Ja miałam kiedyś taką sytuację że szłam chodnikiem obok bardzo ruchliwej ulicy i nagle przede mną na chodniku stoi samochód! No myślalam że skonam! Nie muszę wam tłumaczyć jak ciężko jest SZYBKO zjechać takim wózkiem z wysokiego krawężnika a potem ominąć SZYBKO samochód i znów SZYBKO wdrapać się na chodnik. NA szczęście wtedy nalazł się miły pan, zatrzymał samochód a tym samym cały ruch.
 
iws...no ta jest sliczna...mi tez by pasowala bo kupilam dziewczynom granatowe plaszczyki...
A ale ta dziewczyna ma w swojej galeri ze 100 innych czapeczek a niektore z nich poprostu cudne...:tak:
anulka....prosze bardzo....czestuj sie ...:-) Ja zawsze z podwojnej porcji robie wiec spoko...starczy dla wszystkich.:-)

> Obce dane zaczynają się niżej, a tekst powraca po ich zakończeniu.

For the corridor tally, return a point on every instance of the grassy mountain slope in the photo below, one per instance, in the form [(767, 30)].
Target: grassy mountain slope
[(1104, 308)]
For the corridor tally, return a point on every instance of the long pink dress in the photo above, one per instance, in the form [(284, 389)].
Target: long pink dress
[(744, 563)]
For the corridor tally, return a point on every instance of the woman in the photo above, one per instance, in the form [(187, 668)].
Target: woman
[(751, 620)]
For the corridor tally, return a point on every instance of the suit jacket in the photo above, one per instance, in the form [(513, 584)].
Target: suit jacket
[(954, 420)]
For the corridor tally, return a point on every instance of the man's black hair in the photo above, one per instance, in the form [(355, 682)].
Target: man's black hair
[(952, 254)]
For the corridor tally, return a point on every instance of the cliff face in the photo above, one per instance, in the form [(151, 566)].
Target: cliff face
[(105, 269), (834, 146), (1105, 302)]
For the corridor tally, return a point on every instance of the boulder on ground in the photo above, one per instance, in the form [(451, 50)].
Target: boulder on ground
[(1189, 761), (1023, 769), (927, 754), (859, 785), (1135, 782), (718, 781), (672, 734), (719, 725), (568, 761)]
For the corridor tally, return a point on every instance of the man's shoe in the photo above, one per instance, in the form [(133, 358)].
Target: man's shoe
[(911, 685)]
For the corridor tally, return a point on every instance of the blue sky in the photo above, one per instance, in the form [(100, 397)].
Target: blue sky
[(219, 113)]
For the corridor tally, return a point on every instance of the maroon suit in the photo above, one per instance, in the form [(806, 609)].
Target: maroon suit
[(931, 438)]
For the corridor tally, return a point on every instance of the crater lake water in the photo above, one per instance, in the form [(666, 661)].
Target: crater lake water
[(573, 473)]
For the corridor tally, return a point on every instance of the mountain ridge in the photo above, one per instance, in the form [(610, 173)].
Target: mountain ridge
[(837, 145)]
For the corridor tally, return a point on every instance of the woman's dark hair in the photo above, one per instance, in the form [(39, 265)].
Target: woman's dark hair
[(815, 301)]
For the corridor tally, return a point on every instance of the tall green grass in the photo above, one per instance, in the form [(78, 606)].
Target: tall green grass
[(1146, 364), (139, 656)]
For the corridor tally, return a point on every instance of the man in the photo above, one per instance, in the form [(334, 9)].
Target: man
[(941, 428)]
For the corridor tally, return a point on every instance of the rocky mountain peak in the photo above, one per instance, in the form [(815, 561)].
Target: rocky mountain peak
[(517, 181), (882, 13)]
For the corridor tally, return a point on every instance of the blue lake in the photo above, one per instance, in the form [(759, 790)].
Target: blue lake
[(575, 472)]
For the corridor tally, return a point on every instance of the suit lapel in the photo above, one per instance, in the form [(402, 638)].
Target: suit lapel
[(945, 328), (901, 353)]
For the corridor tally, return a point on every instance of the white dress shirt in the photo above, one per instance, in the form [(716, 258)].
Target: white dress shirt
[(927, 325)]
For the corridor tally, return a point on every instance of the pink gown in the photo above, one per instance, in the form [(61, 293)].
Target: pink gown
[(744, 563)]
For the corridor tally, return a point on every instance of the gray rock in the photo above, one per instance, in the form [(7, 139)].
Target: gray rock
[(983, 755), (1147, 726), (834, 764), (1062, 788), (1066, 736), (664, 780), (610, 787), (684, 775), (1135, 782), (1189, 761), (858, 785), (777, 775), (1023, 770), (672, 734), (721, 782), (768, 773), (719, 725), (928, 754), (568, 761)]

onna...muffinki wychodza takie jak w sklepie...nieee wiesz....lepsze!!:tak::tak:
Ja robie je glownie ze wzgledu na male bo one sie zajadaja a ja pakuje tam tyle dobroci odzywczych ile tylko moge...
A to czy skorka wyjdzie Ci troszke chrupiaca to zalezy od piekarnika.
No i caly sekret muffinow to to zeby nie miksowac ciasta. Najlepiej tylko wymieszac widelcem skladniki. Bo jesli zmiksuje sie mase to dostaje sie powietrze i wtedy pewne ze muffiny opadna po upieczeniu...
Ja tez widzialm ten przepis z zielona herbata...:tak:

No to jak taaaak sobie zaszalalas po 30stce to co Ty wymyslisz na 40 urodziny!!:-)
:-)

Gastone....no to jeszcze troszke i bedziesz smigac jak nic...:-)
Dobrze ze male ciut lepiej...

Yenefer...:-D:-D:-D:-D:-D..ojjj cudowny, cudowny..:tak::tak:
 
Ostatnia edycja:
Co to kurcze jakies forum seniorek?:D Mi 30-stka stuknie jak male beda mialy 4 latka:-D no ok przepraszam:) juz nie bede:-Dwiem ze nieladnie smiac sie ze straszych:-D:-D

Yenefer pankejki najbardziej mamusi smakowaly:) Julka pare razy ugryzla a pozniej dziwna mine zrobila, chciala do reki to jej dalam, usmarowala sie a pozniej wyrzucila na podloge:D Majce bardziej wchodzily. Ale najbardziej mi:D jedlismy z musem truskawkowym wlasnej roboty.
Ty lepiej kochana uwazaj pod ta kolderka:-D efekt cudowny ale tak powtorka z rozrywki moglaby byc troche szokujaca:-D

Onna niezle masz sposoby na ukrycie dzieciaczkow:) a tych debili pelno co staja na chodnikach niestety. Ale tez widze duzo milych ludzi ktorzy ustepuja widzac z daleka wielki blizniaczy woz:)

A ta nasza Jola tylko piecze, pierogi lepi..:-D kochana Ty kiedys odpoczywasz?:D czapeczki cudne. Ja kupilam moim malym w h&m ostatnio takie na wiosne: ~H&M~ ŚLICZNA CZAPECZKA AŻUR RÓŻ ~ 74/80 (1493522581) - Aukcje internetowe Allegro
 
reklama
Yen - dla mnie 30-stka to pesta - moje najserdeczniejsze życzenia. W złotych... byłam wczoraj. Było super poplotkowałysmy, chłopcy cudownie grzeczni... ogolnie bylismy w centrum zaintersowania oczywiscie nie obyło sie bez zagladania do wozka, ale bude miałam zasłonieta i nikt pytan nie zadawał...jedna akcje tylko miałysmy: 2 baby chciały sie wepchac przed nami do windy, a my z przyjacioka z dwoma wozkami... okok schody ruchome, w koncu zdrezygnowały i poszly na schodt... w szoku byłam!!!